Freshman Clusters



Cluster 21A,B,CW
History of Modern Thought

Lecture Schedule: Monday and Wednesday | 11:00 a.m. - 12:15 p.m.
 
Faculty: Joshua Dienstag | Political Science, Coordinator
Sarah Kareem | English
Christopher M. Kelty | Anthropology and Institute for Society and Genetics
Theodore Porter | History
 
Librarian: Joanna C. Cham | Powell Library

This course examines classics of Western social, political, philosophical, literary and scientific thought from the 17th century to the present. We will read works by such authors as Thomas Hobbes, Daniel Defoe, John Locke, Isaac Newton, Adam Smith, David Hume, Jean-Jacques Rousseau, Edmund Burke, Mary Wollstonecraft, T. R. Malthus, John Stuart Mill, Karl Marx, Charles Darwin, Charlotte Perkins Gilman, Thorstein Veblen, Friedrich Nietzsche, Sigmund Freud, Virginia Woolf, John Maynard Keynes, Simone de Beauvoir and Michel Foucault.
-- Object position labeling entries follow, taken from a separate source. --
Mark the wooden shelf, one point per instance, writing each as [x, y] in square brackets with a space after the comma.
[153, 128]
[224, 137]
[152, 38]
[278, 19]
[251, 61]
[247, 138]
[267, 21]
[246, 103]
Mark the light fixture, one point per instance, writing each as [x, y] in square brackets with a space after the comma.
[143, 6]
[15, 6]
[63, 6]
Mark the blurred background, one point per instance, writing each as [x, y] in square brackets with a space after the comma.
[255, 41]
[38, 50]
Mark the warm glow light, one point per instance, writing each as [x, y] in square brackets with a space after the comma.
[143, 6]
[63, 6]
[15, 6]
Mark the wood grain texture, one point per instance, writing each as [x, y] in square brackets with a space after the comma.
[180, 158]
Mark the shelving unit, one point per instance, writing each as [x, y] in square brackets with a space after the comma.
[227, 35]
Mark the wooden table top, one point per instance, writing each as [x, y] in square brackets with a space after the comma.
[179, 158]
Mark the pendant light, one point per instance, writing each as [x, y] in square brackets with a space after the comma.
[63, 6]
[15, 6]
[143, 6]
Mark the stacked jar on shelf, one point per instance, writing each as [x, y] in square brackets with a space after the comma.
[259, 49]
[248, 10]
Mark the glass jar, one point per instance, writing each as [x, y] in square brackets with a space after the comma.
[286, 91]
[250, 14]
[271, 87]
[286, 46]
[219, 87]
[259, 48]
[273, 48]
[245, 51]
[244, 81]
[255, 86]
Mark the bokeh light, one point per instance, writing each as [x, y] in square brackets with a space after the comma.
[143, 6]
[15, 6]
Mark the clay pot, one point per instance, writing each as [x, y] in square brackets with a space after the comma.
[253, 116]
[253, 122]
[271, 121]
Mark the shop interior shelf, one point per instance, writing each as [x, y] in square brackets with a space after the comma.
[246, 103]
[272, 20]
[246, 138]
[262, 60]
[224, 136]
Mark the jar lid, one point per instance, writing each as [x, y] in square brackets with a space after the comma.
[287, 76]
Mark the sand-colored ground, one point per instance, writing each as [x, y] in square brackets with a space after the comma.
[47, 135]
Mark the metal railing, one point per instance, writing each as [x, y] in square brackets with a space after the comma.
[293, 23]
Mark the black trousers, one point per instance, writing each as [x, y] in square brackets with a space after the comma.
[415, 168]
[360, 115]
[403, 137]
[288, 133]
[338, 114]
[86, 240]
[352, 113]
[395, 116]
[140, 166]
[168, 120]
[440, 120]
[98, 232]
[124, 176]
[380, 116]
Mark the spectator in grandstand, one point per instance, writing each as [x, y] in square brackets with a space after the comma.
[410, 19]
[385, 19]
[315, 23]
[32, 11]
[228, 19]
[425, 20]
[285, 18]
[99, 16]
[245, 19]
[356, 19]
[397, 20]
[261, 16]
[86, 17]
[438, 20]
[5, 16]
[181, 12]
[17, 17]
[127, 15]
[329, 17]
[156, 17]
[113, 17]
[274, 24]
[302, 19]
These thinkers address enduring questions about the modern world – questions about human nature, the natural world and our place in it, the source and legitimacy of political authority, the meaning and limits of human freedom, the status of women, the dynamics of capitalist markets, the role of slavery, imperialism and colonialism in the constitution of modern European thought, the workings of the human psyche, and the limits of reason. These problems, and the solutions proposed by our authors, are neither simple nor settled, and students are expected to bring an openness, curiosity and rigorous questioning to class.

The course invites students to engage in these questions by reading the primary sources directly and carefully–and to join in a dialogue across the centuries. Lectures, discussion sections and reading assignments are designed to bring students into direct engagement with the authors and the ideas they wrestle with and the complicated language or methods they use to attempt to solve them. Students will be expected to understand the context of those issues and to understand the distinctive methods, styles and commitments that these authors brought to these problems.
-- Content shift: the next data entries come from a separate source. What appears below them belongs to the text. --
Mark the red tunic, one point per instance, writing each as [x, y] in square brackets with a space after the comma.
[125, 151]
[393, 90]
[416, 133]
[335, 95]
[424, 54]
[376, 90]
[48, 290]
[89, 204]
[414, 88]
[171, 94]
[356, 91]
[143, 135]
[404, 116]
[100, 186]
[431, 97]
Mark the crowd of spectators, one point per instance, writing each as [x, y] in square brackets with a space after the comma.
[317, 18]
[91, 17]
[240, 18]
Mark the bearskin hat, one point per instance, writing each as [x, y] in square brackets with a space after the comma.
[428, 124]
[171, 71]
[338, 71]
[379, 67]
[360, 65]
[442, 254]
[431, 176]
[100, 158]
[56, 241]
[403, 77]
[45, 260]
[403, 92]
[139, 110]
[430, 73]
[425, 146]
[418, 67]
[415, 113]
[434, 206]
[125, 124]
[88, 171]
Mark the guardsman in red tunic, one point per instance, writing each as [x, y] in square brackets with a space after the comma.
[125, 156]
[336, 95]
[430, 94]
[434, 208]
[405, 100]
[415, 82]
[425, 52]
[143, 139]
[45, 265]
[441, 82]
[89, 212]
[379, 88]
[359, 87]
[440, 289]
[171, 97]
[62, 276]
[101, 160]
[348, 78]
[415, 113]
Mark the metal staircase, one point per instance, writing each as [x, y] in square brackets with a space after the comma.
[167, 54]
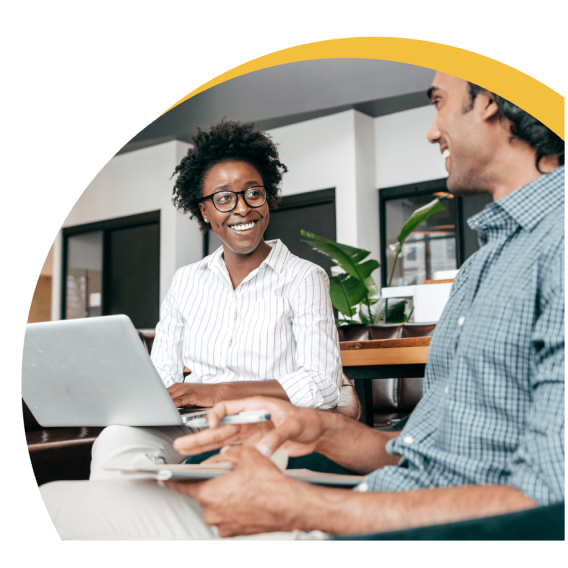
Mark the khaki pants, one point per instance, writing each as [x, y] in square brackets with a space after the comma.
[111, 507]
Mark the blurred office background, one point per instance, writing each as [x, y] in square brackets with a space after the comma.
[353, 135]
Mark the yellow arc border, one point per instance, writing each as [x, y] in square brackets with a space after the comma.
[533, 96]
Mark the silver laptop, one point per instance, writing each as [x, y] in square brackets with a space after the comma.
[94, 372]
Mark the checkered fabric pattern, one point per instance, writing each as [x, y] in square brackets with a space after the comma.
[493, 410]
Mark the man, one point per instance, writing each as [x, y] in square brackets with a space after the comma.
[487, 437]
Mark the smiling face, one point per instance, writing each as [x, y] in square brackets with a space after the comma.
[241, 230]
[462, 133]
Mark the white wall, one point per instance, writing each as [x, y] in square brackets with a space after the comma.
[403, 154]
[132, 183]
[350, 151]
[335, 151]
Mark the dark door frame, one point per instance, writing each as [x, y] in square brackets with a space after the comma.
[413, 190]
[104, 226]
[318, 197]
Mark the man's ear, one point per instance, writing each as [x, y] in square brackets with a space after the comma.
[488, 107]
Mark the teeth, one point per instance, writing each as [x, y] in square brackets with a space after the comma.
[242, 227]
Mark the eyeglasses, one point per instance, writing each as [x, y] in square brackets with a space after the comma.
[226, 200]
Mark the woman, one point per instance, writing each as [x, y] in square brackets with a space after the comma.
[250, 319]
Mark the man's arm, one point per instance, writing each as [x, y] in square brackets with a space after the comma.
[256, 497]
[300, 431]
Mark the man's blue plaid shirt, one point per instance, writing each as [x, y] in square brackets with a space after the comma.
[493, 410]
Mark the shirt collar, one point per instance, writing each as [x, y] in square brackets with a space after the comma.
[276, 258]
[528, 205]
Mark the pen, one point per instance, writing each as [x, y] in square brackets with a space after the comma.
[248, 417]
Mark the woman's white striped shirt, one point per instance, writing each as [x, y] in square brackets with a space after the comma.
[278, 324]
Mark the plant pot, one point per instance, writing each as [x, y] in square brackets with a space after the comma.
[385, 331]
[353, 332]
[418, 329]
We welcome all students, whatever their prospective major, who are interested in exploring fundamental issues in the history of modern thought. We particularly welcome students with an interest in social and political theory or in scientific and philosophical ideas. However, we discourage students from taking the course if your primary interest is in efficiently satisfying GE requirements. The readings are difficult and long, and they require concentration and commitment. The course requirements are primarily writing assignments in which students are expected to demonstrate an ability to comprehend and manipulate the ideas expressed in the course readings to make original arguments. As a result, however, you will develop study and reading habits, and writing skills that will serve you well in any major or career.

Course Format

During fall and winter quarters, the course meets twice each week for lectures and once a week for a two-hour section discussion. During spring quarter, students choose a seminar that allows them to explore a particular topic in greater depth.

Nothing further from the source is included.